From: cmgermer@UFPR.BR
Date: Wed Jul 21 2004 - 09:00:52 EDT
Rakesh wrote: But if in so regulating credit and the supply of paper money Greenspan succeeds in maintaining the "value" of the dollar as a determinate quantity of a composite commodity, will he not have succeeded in giving the dollar a value as the value of that composite commodity? I am not saying that Greenspan is doing this but that he is being pushed to do this. To maintain the dollar as nearest substitute for world money and the attendant privileges to the US financial sector and the USG, Greenspan has to build confidence that the "value" of the dollar--or rather its equality in physical terms to a composite commodity--will not fall; that in turn means he has to demonstrate that he will and can take the steps to do this (this means that the US has to have the economic and political power to influence other central banks). For example, why else would Greenspan have raised rates with the marginal efficiency of capital remaining quite depressed as indicated by the pile up of cash in corporate coffers.

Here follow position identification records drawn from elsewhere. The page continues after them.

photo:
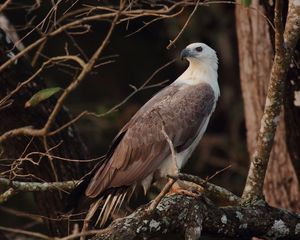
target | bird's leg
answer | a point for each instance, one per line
(159, 197)
(186, 188)
(93, 208)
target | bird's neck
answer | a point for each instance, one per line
(199, 72)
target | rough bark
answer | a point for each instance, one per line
(256, 58)
(68, 143)
(192, 217)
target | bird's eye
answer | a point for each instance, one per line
(199, 49)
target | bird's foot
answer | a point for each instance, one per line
(186, 188)
(160, 196)
(185, 192)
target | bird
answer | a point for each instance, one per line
(141, 152)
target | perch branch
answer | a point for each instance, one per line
(195, 216)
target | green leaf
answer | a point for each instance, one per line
(246, 3)
(41, 96)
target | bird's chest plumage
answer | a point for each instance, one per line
(174, 163)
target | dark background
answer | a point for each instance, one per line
(138, 56)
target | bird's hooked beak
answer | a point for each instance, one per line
(185, 53)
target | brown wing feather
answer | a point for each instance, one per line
(144, 147)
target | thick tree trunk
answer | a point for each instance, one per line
(65, 144)
(281, 186)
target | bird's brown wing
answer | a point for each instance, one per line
(143, 147)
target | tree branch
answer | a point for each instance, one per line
(283, 54)
(193, 217)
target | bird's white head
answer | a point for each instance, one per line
(197, 53)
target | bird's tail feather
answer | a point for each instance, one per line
(110, 204)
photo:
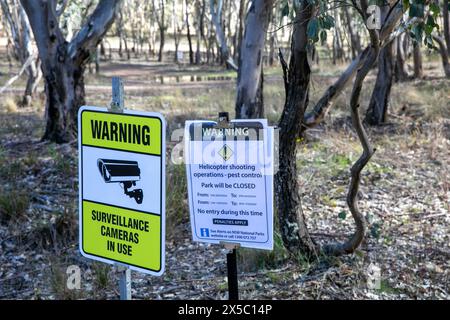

Isn't this an indication that he is trying to preserve the commodity basis of the dollar, the "value" of the dollar as a physical quantity of a composite commodity? Of course he is going slow because some of the price rise of oil may prove to be temporary, and the price of gold has not risen. Claus: As I argued in a previous post, what Greenspan is using in your example is not a composite commodity, but a price index based on a basket of commodities. A composite commodity would be a commodity produced by using as raw materials the three commodities you suggested previously in constant proportions, which is however not what you are saying. As I added, this would be a commodity like any other, hence it wouldn’t introduce a new element into the problem. In the above paragraph I provided an explanation of what you suggest Greenspan is doing, which, I think, can be taken as a valid hypothesis based on Marx’s theory and consistent with a number of previous historical situations. Wouldn’t you agree with this? Claus.